Дело заканчивается убийством. И хотя это была защита, отец Ильи получил срок. Я не вдавался в подробности, знал лишь, что после этого Илье пришлось уехать из города, а по какой причине, не поинтересовался. Жил он в областном центре, занимался каким-то бизнесом, изредка навещал школьного товарища, время от времени они перезванивались. Я подумал, видимо, Гена рассказал другу о нашем деле, и у того на этот счёт появились какие-то соображения.
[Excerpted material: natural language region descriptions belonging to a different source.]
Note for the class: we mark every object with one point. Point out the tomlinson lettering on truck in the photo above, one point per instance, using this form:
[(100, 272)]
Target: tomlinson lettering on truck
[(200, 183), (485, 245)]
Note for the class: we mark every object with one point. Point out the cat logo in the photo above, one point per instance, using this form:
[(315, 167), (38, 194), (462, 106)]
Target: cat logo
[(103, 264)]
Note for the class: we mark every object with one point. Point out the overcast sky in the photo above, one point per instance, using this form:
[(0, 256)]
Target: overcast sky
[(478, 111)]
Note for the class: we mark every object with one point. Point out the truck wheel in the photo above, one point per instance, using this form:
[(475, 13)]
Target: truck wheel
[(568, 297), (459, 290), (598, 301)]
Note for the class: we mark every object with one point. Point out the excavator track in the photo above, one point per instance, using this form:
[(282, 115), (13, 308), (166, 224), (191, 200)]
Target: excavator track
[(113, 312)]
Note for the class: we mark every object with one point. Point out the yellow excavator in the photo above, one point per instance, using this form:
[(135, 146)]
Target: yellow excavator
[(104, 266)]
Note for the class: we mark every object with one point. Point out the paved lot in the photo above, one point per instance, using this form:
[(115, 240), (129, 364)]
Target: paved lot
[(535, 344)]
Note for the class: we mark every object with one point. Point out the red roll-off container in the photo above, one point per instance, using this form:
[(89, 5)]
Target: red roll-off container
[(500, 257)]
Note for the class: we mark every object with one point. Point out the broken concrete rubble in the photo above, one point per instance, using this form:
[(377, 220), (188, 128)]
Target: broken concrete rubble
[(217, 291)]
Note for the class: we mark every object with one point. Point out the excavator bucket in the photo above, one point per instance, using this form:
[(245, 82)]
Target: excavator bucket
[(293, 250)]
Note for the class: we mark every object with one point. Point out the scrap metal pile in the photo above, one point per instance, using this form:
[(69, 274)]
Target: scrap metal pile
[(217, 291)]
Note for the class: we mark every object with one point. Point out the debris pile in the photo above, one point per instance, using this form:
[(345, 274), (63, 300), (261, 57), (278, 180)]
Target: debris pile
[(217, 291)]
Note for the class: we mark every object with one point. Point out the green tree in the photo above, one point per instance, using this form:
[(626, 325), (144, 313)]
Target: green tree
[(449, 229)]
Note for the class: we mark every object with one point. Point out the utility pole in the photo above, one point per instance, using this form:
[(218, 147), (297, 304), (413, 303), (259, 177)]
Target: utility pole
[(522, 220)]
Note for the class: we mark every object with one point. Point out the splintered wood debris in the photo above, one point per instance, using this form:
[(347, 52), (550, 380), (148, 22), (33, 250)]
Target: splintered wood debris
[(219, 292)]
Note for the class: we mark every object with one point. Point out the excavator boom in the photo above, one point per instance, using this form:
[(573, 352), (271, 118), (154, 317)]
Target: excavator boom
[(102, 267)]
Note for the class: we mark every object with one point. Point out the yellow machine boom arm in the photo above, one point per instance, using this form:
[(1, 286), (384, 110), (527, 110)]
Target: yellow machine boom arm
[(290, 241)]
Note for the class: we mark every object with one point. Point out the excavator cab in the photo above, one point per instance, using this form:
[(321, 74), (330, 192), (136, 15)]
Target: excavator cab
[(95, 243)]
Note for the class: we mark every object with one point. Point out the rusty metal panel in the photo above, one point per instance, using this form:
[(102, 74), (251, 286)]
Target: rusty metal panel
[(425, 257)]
Бывшие одноклассники встретили меня у входа в кафе. Представив нас друг другу, Гена отговорился неотложными делами и уехал на своей патрульной машине.
Илья выглядел богатырём, с модной короткой стрижкой, с иголочки одетым, с начищенными ботинками – не сорок ли шестого размера?
Кафе было практически пустым, основное действо тут начиналось вечером, а сейчас было около четырёх пополудни. Мы сели за отдельный столик, заказали чаю.
– Гена мне всё рассказал, и я вот что подумал, – сразу с самого главного начал Илья. – Надо сообща действовать. Добиваться, чтобы подняли все отказные дела за последние пять-шесть лет.
– А что, и ваша история имеет к этому какое-то отношение?
– Прямое!
– Можешь рассказать?
– Затем и приехал. Как и в вашем случае, начали опять они. Как и ваш сын, я им не поддался. Спасло меня то, что был на машине. В клубе от них отбился, в разодранной, без одного рукава, рубашке выскочил на улицу, прыгнул в тачку и по газам. Они за мной. И сразу стрелять. Из двустволки. Сначала заднее стекло разбили, потом левое боковое на задней двери, кузов изрешетили весь. Оба передних сиденья сзади были изодраны дробью в клочья, а в меня ни одна дробинка не попала. Отец на балкон в это время покурить вышел. Чего-то, говорит, проснулся среди ночи и никак не усну. Подымаюсь, говорит, выхожу на балкон, закуриваю и слышу вдруг: бух, бух! Что за хрень? И всё это к дому приближается. А жили мы в тупике, в низине, с балкона вся улица просматривалась насквозь, ну и фонари. Машину, говорит, нашу узнал сразу. А он у нас охотник заядлый. Хлебом не корми, дай по лесу с ружьём пошастать. Во всех отстрелах участие принимал, к тому же капитан бывший, да не простой, а боевой, Афган прошёл. В чём дело – сообразил сразу. За ружьё и на улицу. Если бы во дворе всё это произошло, совсем бы другая история вышла, а он только одну створку ворот открыть успел, когда я перед ними остановился. Те в пяти шагах за моей спиной. Выскакивают. Трое. Хруня с ружьём, Чика да Лёва-псих. Водила на месте остался. Хруня только приклад к плечу вскинуть успел, когда батя ему половину башки снёс. Остальные обосрались, в машину и ходу. Батя тут же наряд вызвал. Приехали. И скорая. Всё осмотрели, замерили, сфотографировали, записали. А в итоге нас же во всём и обвинили.
– И кто принимал участие?
– Сам.
– Ястребов?
– И бывший прокурор, и бывший начальник вневедомственной охраны, у которого Чика работал, а теперь на обоих пашет.
– В каком смысле?
– Ну как? Девочки, наркота… А вы не знали? Одни организовывают, другие крышуют.
– А что, у нас даже такое есть?
– Как и на всём белом свете.
– Во-он оно что-о.
– Что, страшно?
– Да не больно весело. Нечего сказать, попали.
– Попали не попали, а выгораживать они своих будут всеми доступными средствами, а у них этого добра больше, чем у каждого из нас, а вот если мы сообща, может, чего-нибудь удастся добиться.